MORGANTOWN, W.Va. — When Mountaineer fans hear the name Bill McKenzie, their memories are drawn to an overcast day in 1975. The sophomore kicker from Warwood, West Virginia stepped onto old Mountaineer Field with four seconds left in the game and kicked a 28 yard field goal to beat Pitt. It’s a day which etched McKenzie’s name into Mountaineer lore forever.

But now, when you hear his name, you may also associate it with the crack of a  rifle. McKenzie’s name adorns the new Mountaineer Rifle Range in Morgantown.

“He had been a long time MAC donor and was just a proud supporter and follower of the team,” said Coach Jon Hammond.

Hammond and the Athletic Department have been working for years to create a range befitting a 19 time National Championship program. Last weekend the team toed the line of the new Bill McKenzie Rifle Range for the first time.

“Bill’s been a rifle supporter for several years and he’s been very generous,” said Hammond. “I’ve gotten to know him through the MAC and when we were putting this together the MAC approached Bill to see if he would be interested. He took it a step further and made a generous gift large enough for us to put his name on the range.”
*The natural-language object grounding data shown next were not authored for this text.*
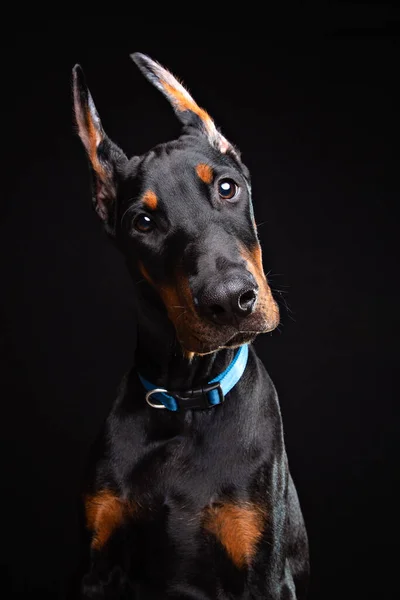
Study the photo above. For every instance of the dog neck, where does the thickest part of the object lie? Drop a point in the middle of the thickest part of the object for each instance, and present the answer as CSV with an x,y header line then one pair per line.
x,y
160,357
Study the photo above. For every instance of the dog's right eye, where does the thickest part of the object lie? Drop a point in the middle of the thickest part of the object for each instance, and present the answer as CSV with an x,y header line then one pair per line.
x,y
144,224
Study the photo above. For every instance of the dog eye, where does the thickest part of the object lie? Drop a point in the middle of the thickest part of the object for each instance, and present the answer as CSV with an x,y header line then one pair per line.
x,y
144,224
227,189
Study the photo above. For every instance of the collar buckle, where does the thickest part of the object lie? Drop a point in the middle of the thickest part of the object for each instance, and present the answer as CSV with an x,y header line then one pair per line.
x,y
198,397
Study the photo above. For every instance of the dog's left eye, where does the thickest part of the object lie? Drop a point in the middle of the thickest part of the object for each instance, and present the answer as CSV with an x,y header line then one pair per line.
x,y
144,224
227,189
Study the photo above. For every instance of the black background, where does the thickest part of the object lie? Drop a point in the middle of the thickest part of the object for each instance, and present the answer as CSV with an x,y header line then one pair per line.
x,y
310,101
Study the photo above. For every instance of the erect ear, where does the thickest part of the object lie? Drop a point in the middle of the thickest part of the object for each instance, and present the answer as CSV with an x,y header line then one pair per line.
x,y
186,109
104,156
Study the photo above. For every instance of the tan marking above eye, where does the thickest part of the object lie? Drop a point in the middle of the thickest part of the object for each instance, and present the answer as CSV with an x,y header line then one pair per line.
x,y
238,527
205,172
150,200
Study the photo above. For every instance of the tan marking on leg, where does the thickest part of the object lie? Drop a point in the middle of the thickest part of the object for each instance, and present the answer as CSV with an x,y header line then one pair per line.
x,y
238,527
150,200
205,172
104,513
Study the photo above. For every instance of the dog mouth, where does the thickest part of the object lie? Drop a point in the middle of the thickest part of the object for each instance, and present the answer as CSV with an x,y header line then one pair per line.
x,y
205,338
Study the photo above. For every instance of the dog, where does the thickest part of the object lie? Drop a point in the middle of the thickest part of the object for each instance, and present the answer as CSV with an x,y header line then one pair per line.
x,y
191,495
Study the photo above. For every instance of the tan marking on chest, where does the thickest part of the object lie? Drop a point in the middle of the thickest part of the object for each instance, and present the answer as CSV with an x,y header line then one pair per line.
x,y
205,172
150,200
238,527
105,512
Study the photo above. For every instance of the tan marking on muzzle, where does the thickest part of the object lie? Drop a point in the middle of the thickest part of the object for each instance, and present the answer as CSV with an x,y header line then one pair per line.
x,y
266,302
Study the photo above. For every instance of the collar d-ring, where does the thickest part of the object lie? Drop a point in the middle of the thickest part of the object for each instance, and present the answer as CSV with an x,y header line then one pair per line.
x,y
155,391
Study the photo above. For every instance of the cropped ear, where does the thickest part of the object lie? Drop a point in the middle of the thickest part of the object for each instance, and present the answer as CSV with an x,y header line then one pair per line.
x,y
186,109
104,156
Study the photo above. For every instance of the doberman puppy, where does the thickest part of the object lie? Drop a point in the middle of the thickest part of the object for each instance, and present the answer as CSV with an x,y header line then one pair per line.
x,y
191,496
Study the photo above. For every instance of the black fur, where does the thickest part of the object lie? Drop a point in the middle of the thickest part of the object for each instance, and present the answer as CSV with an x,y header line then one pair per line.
x,y
167,469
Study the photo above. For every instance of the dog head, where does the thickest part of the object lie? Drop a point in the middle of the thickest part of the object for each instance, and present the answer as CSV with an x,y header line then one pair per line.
x,y
183,215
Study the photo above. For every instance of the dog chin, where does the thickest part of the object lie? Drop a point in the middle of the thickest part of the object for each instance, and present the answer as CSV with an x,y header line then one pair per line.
x,y
196,345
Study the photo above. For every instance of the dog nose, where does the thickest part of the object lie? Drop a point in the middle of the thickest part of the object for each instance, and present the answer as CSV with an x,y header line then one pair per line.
x,y
229,301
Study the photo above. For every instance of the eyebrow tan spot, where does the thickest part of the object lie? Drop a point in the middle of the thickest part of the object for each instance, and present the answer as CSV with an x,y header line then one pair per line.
x,y
150,200
205,172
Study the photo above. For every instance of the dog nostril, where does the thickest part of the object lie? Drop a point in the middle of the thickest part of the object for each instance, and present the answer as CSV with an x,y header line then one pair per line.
x,y
246,300
216,309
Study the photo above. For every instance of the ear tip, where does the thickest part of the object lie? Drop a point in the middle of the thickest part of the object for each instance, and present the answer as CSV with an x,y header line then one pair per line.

McKenzie was more than happy to make the donation, but having his name on the facility was not something which excited him.

“He’s not in it for the publicity,” said Hammond. “I think his family had to twist his arm and convince him his name should be on the facility. It’s been great having his support over the last several years.’

The range is set up within the WVU Shell Building, which for many years has been the home of WVU’s indoor track. It includes 20 firing points for small bore and air rifle competition. It’s spectator friendly with bleacher seating and oversized video boards to fans can easily watch the progression of matches with video of each target.

The driving force in securing the range was plans for WVU to host next year’s NCAA Rifle Championships. However, beyond that event, Hammond would like to eventually take the range to other venues in West Virginia and so other fans could see a rifle competition in person.

“It’s mobile in the sense that yes, it can be disassembled , but it’s quite an undertaking,” he said. “But yet, I think that would be a really neat thing in the future. There are some really neat possible venues throughout the state where we might be able to do that.”

Although WVU is set to host the championship match next year, there have been discussions at the legislature which may or may not have an impact on those plans. One bill being considered would allow for the carry of concealed firearms on campus, at least in venues smaller than 5,000 people.  The NCAA has indicated schools where guns to be carried could be precluded from hosting championship events. According to Hammond nobody has had the discussion with him about that possibility.

“I don’t know how soon that would come into play. I hope that maybe it would be no team would win a bid for a championship,” said Hammond. “But if somethings already been determined, I hope that will be honored. It’s not something that’s been discussed.”

It may not have been discussed with Hammond, but university officials have expressed opposition to the idea to lawmakers.  The loss of NCAA events was one of many potential pitfalls about which the university expressed worry.

It would not be the first time Hammond encountered such action from the NCAA. The organization will not allow title matches in states which continue to recognize the Confederate flag. Hammond said that rule kept title matches from the University of Mississippi, which has a growing rifle program. Until this year The Citadel  had also been barred as a Championship host. However, South Carolina’s legislature eliminated the flag from official state recognition and this year The Citadel is hosting the NCAA Rifle Championships.